The company that undergoes the audit has stated some criterias for selection and scoping of spreadsheets with criticality with regards to SOX compliance. One criteria is a materiality level which is fair, and another one is that the spreadsheet generate direct input to general ledger.
In my oppinion a SOX critical spreadsheet does not necessarily generate direct input to general ledger for it to be sox critical. My oppinion is that spreadsheets used for management reporting, NPV analysis, impairment calculations and so on, should undergo the same control procedures as those that generate direct input to general ledger?
gmerkl last edited by
It depends on what you mean with ‘generate input for the general ledger’.
There must be an at least reasonably possible likelihood that the spreadsheet could directly or indirectly lead to a material misstatement of the (consolidated) financial statements (i.e. the amount in the spreadhseet must be potentially material in relation to the financial statements).
It does not matter whether the spreadsheet is automatically uploaded into the general ledger or whether somebody just uses the spreadsheet to make a decision whether a manual entry to the general ledger is necessary (e.g. a test whether goodwill is impaired or a calculation whether there is a deficit in the retirement benefit plan if the amounts are potentially material).
I would not say that internal management reporting is related to the financial statements unless the review of the management reports is a the only and a critical control to prevent material misstatements in the financial statements (e.g. inventory turnover reports in order to identify inventory balances that are overvalued because of obsolecence).
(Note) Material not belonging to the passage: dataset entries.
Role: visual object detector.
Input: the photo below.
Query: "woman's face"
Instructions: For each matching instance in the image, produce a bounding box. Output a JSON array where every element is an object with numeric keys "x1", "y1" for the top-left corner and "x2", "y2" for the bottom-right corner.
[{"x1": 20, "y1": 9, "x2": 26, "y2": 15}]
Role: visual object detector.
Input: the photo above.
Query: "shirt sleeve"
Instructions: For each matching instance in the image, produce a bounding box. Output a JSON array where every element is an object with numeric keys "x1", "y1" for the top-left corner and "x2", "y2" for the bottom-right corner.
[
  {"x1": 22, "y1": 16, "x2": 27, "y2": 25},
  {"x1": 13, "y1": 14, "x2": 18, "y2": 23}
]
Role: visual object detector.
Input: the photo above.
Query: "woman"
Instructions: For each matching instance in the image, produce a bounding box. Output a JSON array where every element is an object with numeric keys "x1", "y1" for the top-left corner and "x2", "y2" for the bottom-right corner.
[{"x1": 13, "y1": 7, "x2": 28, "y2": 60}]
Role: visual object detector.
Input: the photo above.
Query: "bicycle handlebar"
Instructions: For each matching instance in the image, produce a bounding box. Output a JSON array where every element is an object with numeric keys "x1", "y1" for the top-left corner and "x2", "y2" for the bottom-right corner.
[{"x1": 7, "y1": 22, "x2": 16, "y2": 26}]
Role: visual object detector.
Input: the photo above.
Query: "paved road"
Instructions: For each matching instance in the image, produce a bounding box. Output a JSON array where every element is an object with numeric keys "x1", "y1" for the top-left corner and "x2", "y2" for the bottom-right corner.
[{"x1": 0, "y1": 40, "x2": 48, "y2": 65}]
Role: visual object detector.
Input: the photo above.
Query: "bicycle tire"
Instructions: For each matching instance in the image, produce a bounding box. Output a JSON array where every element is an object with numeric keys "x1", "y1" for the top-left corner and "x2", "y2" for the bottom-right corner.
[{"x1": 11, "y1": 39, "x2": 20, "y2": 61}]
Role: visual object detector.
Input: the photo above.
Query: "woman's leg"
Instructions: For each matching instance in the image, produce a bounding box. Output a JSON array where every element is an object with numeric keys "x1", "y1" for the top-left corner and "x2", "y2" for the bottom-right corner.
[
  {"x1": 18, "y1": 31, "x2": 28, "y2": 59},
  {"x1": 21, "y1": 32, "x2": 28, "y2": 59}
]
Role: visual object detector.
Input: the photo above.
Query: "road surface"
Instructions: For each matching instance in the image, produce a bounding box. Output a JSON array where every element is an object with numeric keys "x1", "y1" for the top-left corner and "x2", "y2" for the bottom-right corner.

A net present value analysis that is purely used to decide whether to invest in a project or whether to acquire a company has no impact on the financial statements yet and would be out of scope.
Spreadsheets can also be used to determine the fair value of stock options or of (payments in) shares that are not listed on a stock exchange. The question is whether such payments have at least potentially a material effect on net profit.
Jimpec last edited by
Thanks for your reply.
I am somewhat enlightened by your opinion about SOX critical spreadsheets and I totally agree when it comes to NPV analysis and management decisions.
It is the ‘indirectly lead to a material misstatement’ which in some degree represents the challenge here I guess. As the criteria is working for the company now they have only considered direct input, which I am a little confused about. But I guess that will be up to my chief inspector to discuss further with the company then. [/b][/u]
harrywaldron last edited by
Hi Jim - to add to gmerkl’s good feedback, the following might be helpful from a control standpoint.
– Critical spreadsheets which represent financial material risks must be properly controls in terms of change management and the approval process.
– While there are Excel based change management systems, companies using Microsoft’s Sharepoint library system could implement the needed controls inexpensively using Sharepoint’s checkout and approval system. The key is to setup the proper privacy and security controls to manage all aspects of Excel document management.
– Even indirect impacts to financial systems should be throroughly assessed using risk analysis techniques. SOX is somewhat a self regulatory process, that’s subject to interpretation (and sometimes differing implmentations of controls will occur by companies). However, the more due diligence that is performed – the more confidence senior management and SOX auditors will have in signing off on the SOX 302 and SOX 404 annual compliance.